Quebec's anti-corruption squad has arrested Pierre Duhaime, the former CEO of engineering giant SNC-Lavalin, according to multiple news reports.
Duhaime is suspected of conspiracy to defraud, fraud and forgery, TVA reported.
Duhaime served as an executive vice president at SNC Lavalin from 2003-2009 and CEO from 2009-2012. According to the Financial Post, he received $5 million in severance when he left.
The Canadian Press reports:
MONTREAL — Quebec's anti-corruption squad has struck at the highest levels of Canada's corporate world with the arrest Wednesday of former SNC-Lavalin CEO Pierre Duhaime.
The provincial police unit says Duhaime faces charges of fraud, conspiracy to commit fraud and use of false documents.
Duhaime was arrested at his home early Wednesday by anti-corruption squad agents.
International proceedings are also underway against former SNC-Lavalin senior executive Riadh Ben Aissa, who was already arrested in Switzerland on fraud, money laundering and corruption charges.
The 101-year-old company, considered a Canadian success story, has been embroiled in scandal since the fall of the Gadhafi regime in Libya.
In September, an Ontario judge certified a $1 billion class-action lawsuit against SNC-Lavalin on behalf of investors who saw the value of their investment in the company plummet following revelations of mysterious payments in North Africa.
The lawsuit was brought on behalf of all SNC-Lavalin investors who purchased SNC-Lavalin securities between Feb. 1, 2007, and Feb. 28, 2012, or who bought debentures through the company's June 2009 prospectus offering.
The lead plaintiff is Brent Gray, a resident of Surrey, B.C., who purchased 600 shares in January at $52.20 per share.
In addition to current and former members of SNC's board of directors, those named in the Ontario lawsuit include SNC-Lavalin International chairman Michael Novak. The claim said certain officials, including Duhaime and former controller Stephane Roy, assisted Ben Aissa in arranging ``improper or unlawful payments'' to secure contracts in Libya.
Duhaime, Roy and Ben Aissa have lost their jobs with SNC-Lavalin.
Ben Aissa, SNC's former head of construction, was last reported to be in a Swiss jail on suspicion of corrupting a public official, fraud and money laundering tied to his dealings in North Africa.
The engineering and construction giant's initial review led to it finding $56 million of payments to unidentified foreign agents.
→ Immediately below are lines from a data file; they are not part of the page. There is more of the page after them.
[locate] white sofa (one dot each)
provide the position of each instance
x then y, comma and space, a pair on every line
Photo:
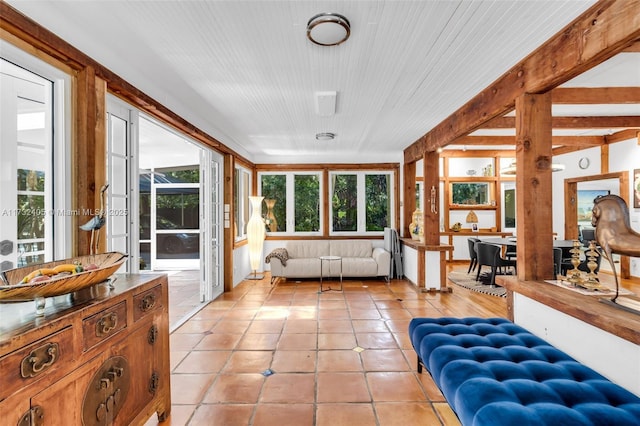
302, 259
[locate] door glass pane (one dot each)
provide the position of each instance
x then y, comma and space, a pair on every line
509, 208
344, 202
377, 201
177, 208
177, 222
307, 203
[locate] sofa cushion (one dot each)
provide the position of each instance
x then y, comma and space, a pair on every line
351, 248
308, 249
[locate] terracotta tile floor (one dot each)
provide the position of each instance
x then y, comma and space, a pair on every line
335, 358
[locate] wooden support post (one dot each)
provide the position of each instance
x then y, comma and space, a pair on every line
534, 221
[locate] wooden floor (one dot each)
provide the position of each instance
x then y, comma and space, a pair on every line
288, 354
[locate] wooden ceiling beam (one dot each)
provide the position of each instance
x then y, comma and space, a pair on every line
604, 30
595, 95
564, 150
594, 122
480, 153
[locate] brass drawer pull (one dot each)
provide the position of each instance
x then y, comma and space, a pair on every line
39, 360
106, 324
33, 417
148, 302
152, 336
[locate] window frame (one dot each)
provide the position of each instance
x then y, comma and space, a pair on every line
60, 215
242, 206
361, 228
290, 196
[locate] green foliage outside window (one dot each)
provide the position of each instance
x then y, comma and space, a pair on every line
377, 202
275, 187
31, 209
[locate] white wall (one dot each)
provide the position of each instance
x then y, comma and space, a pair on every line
613, 357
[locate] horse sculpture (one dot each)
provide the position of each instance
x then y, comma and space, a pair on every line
613, 232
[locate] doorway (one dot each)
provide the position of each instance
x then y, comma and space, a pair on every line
170, 187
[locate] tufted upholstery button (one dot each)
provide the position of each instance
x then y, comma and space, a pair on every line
494, 372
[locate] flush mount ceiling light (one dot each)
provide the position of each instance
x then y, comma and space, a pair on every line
326, 136
326, 103
328, 29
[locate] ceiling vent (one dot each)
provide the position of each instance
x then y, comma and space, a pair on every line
326, 103
325, 136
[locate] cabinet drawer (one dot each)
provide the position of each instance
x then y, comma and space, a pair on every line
147, 302
105, 323
48, 357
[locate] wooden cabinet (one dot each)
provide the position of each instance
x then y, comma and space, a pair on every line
99, 357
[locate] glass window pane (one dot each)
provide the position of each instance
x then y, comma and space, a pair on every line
274, 191
377, 202
307, 203
177, 208
344, 201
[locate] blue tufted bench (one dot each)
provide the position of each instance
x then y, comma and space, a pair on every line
494, 372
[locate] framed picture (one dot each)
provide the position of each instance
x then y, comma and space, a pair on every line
636, 188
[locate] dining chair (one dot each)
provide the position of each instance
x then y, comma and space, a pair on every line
582, 266
491, 255
473, 255
587, 235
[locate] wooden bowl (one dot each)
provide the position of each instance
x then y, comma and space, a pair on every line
12, 290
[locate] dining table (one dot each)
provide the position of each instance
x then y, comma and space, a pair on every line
512, 241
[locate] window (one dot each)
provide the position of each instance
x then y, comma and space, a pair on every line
32, 208
361, 202
241, 192
292, 202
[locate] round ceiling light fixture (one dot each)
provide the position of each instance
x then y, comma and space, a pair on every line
328, 29
325, 136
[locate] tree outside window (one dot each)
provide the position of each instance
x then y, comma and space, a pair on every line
294, 195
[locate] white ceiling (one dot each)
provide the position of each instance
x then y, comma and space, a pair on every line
245, 73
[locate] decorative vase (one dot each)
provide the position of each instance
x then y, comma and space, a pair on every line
255, 233
271, 222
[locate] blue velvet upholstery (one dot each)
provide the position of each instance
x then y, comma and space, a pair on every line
494, 372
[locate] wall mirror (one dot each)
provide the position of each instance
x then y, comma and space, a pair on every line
471, 194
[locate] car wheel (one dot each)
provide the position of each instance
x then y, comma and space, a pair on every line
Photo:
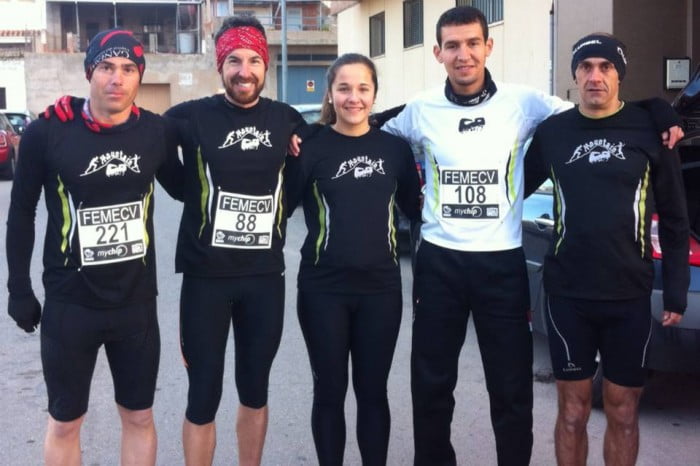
597, 390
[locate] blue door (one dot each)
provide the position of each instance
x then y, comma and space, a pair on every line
305, 84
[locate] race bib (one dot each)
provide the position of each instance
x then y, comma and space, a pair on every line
111, 234
469, 194
243, 221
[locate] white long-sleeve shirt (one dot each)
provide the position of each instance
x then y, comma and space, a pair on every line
474, 163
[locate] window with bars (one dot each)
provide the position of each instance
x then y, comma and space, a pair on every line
376, 35
492, 9
412, 22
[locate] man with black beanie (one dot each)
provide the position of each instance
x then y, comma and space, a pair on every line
97, 172
610, 174
470, 263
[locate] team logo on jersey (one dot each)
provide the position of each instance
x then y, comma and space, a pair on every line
467, 124
115, 163
598, 151
249, 138
361, 167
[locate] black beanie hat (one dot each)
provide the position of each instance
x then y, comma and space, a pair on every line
599, 46
114, 43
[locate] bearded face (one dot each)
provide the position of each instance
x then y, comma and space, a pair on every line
243, 77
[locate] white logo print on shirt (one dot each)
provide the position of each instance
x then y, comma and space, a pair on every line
598, 150
115, 163
362, 167
249, 137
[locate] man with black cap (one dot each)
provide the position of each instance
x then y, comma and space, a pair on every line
610, 174
97, 173
470, 262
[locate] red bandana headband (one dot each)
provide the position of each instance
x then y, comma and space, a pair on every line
242, 37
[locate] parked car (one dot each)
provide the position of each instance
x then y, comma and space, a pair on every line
19, 119
673, 349
9, 143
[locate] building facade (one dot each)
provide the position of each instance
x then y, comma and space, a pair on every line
399, 35
532, 41
178, 38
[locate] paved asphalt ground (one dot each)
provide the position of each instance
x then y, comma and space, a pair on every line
670, 411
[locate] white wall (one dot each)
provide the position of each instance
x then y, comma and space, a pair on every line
574, 20
12, 79
521, 46
23, 14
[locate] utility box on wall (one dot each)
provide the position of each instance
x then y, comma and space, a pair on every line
676, 72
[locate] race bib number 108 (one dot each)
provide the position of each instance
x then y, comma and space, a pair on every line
469, 194
111, 234
243, 221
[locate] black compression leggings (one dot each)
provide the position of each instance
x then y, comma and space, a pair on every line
365, 327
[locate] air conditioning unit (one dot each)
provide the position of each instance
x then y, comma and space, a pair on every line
149, 28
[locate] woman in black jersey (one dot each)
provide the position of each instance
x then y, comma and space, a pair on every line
350, 177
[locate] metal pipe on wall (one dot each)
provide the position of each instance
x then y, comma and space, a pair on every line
283, 97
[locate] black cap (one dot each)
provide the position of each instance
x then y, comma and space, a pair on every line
600, 46
111, 44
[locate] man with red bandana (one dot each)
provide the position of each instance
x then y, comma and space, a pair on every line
97, 173
230, 240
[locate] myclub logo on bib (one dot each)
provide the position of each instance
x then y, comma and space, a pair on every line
250, 138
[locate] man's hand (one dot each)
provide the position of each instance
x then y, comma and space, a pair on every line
61, 109
671, 318
672, 136
25, 311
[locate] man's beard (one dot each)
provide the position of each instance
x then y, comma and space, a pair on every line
239, 98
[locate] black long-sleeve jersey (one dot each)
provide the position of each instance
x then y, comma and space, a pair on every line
234, 218
610, 175
349, 187
98, 187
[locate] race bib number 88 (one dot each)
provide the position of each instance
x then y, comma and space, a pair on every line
469, 194
111, 234
243, 221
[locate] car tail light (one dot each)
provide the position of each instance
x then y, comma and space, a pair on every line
693, 251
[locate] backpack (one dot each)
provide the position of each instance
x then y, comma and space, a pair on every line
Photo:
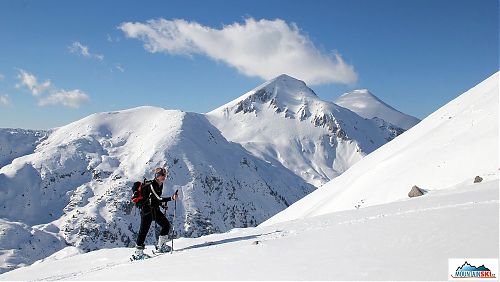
137, 197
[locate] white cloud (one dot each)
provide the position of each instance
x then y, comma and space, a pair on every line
119, 67
72, 99
262, 48
80, 49
30, 81
5, 100
50, 95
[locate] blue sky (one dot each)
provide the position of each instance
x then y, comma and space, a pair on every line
63, 60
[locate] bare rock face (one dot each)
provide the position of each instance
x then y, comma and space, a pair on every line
415, 192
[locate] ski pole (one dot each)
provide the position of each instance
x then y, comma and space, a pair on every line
173, 221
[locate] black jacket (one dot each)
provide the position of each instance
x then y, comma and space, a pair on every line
155, 199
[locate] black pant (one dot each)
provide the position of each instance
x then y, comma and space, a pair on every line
148, 214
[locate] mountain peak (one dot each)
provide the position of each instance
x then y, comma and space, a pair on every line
369, 106
282, 93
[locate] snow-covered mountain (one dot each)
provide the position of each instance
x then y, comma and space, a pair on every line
453, 145
407, 240
75, 187
386, 237
284, 122
15, 143
367, 105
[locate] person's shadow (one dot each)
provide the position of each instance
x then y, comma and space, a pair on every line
229, 240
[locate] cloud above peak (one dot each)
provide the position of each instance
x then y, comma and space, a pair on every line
47, 94
258, 48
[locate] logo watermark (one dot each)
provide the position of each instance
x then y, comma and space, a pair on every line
472, 268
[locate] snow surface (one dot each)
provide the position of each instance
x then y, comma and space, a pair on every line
367, 105
407, 240
15, 143
284, 122
453, 145
75, 187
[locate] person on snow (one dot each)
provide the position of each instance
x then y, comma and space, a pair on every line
151, 211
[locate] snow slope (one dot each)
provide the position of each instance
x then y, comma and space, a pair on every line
407, 240
453, 145
284, 122
367, 105
75, 186
15, 143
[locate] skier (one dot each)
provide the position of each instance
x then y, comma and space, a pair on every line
151, 211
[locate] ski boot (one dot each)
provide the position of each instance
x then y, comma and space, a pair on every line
139, 253
162, 246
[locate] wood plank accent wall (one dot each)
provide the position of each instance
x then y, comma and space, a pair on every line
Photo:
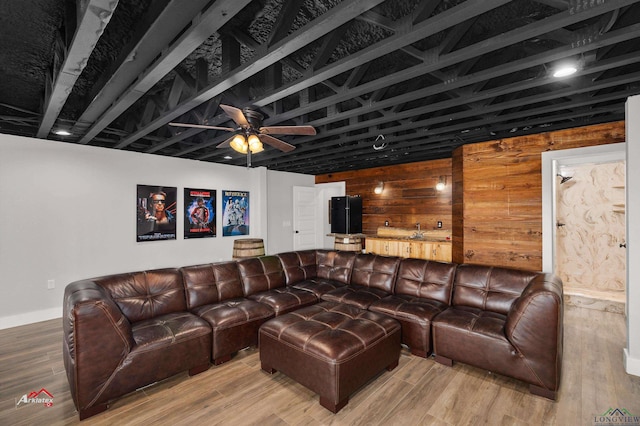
493, 199
409, 194
497, 201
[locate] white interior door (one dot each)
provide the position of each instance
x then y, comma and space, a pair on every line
304, 218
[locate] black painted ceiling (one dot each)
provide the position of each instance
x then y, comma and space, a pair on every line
383, 81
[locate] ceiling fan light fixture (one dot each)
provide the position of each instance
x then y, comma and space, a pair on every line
255, 145
239, 144
565, 70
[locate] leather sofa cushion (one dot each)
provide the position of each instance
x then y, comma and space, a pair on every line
318, 286
211, 283
147, 294
299, 265
330, 331
373, 271
355, 295
426, 280
169, 329
489, 288
260, 274
477, 337
335, 265
285, 299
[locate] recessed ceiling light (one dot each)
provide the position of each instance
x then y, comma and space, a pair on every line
565, 71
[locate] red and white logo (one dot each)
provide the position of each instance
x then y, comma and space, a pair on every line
42, 396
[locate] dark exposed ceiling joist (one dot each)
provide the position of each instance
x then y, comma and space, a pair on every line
163, 21
93, 17
427, 75
318, 28
207, 23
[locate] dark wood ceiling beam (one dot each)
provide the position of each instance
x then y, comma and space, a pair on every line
424, 29
287, 15
329, 44
207, 22
418, 142
611, 38
93, 17
378, 20
455, 35
512, 37
162, 22
442, 21
424, 10
557, 4
314, 30
587, 87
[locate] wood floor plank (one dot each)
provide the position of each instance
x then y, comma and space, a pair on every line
418, 391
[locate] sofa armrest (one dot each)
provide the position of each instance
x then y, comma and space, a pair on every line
534, 327
97, 338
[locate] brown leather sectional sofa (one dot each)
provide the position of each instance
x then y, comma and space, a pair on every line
125, 331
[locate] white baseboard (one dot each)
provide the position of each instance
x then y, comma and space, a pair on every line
30, 317
631, 365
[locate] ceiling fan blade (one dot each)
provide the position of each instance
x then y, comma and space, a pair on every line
236, 115
226, 144
276, 143
288, 130
202, 126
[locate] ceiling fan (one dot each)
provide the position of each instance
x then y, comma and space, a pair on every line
250, 134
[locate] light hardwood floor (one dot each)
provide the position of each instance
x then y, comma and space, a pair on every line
419, 391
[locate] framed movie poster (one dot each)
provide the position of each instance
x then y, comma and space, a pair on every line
156, 213
199, 213
235, 213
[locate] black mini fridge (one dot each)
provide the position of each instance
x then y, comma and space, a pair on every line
346, 215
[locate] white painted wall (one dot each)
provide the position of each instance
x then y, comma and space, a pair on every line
632, 351
67, 212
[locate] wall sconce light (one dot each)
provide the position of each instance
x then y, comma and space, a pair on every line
243, 145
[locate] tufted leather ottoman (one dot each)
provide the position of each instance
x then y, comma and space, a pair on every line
331, 348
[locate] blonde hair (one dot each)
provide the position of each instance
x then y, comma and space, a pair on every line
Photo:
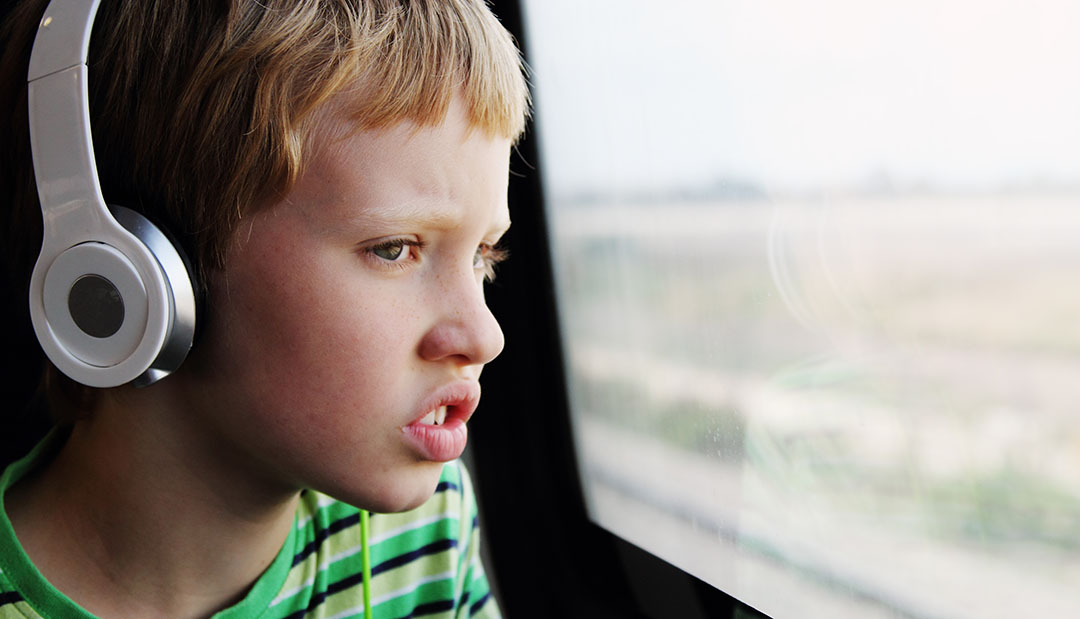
204, 110
239, 92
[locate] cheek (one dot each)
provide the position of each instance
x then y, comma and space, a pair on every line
299, 337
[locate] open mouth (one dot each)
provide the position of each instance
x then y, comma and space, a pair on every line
436, 417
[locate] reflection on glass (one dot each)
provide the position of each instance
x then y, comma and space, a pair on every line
818, 273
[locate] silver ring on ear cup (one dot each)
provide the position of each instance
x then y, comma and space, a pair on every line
145, 326
181, 294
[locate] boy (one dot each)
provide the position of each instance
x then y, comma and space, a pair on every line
337, 171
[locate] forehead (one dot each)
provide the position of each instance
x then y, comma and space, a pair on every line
404, 172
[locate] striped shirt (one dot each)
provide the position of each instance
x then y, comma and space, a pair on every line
424, 563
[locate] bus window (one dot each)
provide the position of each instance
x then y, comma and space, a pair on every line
817, 268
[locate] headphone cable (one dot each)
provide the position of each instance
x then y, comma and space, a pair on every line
365, 564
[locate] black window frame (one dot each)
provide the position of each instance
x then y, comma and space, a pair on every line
549, 560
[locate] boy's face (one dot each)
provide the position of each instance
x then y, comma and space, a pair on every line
352, 309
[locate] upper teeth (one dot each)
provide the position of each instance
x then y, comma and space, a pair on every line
435, 417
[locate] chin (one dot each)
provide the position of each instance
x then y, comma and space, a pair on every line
396, 493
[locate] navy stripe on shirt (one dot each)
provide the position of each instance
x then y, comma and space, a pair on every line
355, 579
323, 534
430, 608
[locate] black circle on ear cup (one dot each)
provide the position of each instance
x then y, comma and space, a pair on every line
96, 306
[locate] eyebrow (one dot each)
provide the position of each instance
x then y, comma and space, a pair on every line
417, 212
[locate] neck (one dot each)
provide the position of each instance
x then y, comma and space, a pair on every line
139, 515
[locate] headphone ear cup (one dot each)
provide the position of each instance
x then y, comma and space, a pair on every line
110, 317
183, 293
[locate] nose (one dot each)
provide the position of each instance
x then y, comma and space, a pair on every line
466, 332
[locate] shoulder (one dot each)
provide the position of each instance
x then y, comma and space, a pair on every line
419, 560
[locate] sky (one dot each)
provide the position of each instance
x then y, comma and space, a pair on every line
795, 96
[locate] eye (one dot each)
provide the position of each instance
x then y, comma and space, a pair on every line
395, 250
485, 259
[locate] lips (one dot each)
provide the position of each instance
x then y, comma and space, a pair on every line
439, 432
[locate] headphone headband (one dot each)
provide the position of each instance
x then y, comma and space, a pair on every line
111, 301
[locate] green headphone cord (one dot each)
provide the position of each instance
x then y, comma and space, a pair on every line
366, 564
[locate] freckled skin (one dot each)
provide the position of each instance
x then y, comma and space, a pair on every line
316, 351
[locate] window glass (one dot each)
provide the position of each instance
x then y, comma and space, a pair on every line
818, 268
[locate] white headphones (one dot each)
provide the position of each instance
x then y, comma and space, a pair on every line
110, 298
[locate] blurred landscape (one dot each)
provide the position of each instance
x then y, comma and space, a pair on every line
868, 401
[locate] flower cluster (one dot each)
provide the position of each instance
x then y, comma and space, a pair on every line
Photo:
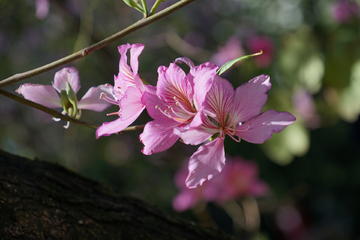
66, 84
198, 107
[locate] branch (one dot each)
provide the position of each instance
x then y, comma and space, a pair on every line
84, 52
57, 114
47, 110
40, 200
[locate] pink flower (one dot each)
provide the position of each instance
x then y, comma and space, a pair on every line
239, 178
264, 44
174, 102
128, 89
67, 84
343, 10
233, 113
230, 51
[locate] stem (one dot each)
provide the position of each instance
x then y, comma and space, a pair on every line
57, 114
156, 5
146, 11
46, 109
84, 52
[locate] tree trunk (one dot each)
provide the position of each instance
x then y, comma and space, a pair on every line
39, 200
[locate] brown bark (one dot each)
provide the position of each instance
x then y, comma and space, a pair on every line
39, 200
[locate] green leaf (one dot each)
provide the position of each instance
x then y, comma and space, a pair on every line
229, 64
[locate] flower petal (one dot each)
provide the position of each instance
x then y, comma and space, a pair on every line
70, 75
249, 98
135, 52
158, 137
202, 77
261, 127
92, 101
131, 103
205, 163
41, 94
153, 105
219, 100
108, 128
173, 83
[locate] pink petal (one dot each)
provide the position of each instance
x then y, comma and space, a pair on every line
261, 128
199, 130
135, 52
108, 128
70, 75
41, 94
205, 163
172, 83
92, 101
249, 98
219, 100
203, 77
158, 137
153, 103
131, 103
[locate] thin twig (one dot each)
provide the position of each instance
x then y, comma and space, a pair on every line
57, 114
50, 111
84, 52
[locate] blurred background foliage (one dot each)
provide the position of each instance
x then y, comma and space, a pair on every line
311, 52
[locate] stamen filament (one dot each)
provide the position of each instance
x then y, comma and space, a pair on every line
108, 99
183, 108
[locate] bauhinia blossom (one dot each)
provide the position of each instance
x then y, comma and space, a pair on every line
233, 113
67, 84
174, 102
239, 178
128, 89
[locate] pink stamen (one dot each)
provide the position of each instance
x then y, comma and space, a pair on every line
108, 99
230, 135
183, 108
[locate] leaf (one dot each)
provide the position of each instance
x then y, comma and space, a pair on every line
229, 64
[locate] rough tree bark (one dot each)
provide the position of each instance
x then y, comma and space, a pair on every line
39, 200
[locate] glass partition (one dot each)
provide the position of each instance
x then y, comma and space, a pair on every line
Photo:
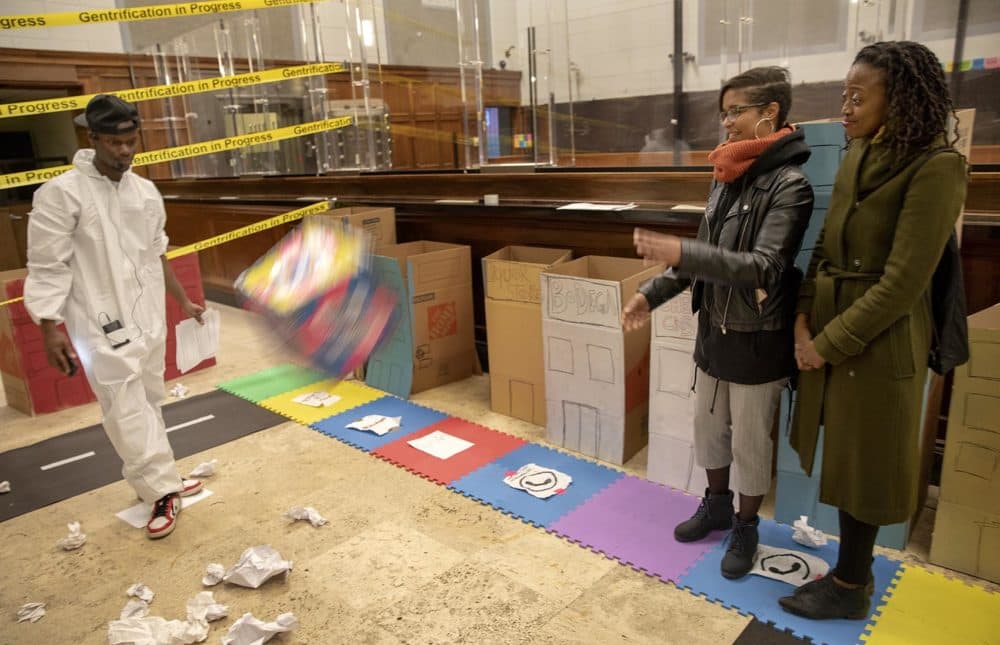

The company has insisted that none of the funds were directed to Libya.
SNC-Lavalin removed $900 million worth of Libyan projects from its backlog in 2010 amid the civil war in the North African country.
The RCMP has already executed search warrants at SNC-Lavalin's headquarters at the request of Swiss police.
In Quebec, the anti-corruption unit was created in the wake of other scandals surrounding collusion in the construction industry and its links to political parties and organized crime.
It has arrested numerous construction-industry players, and people tied to municipal political parties since its creation last year.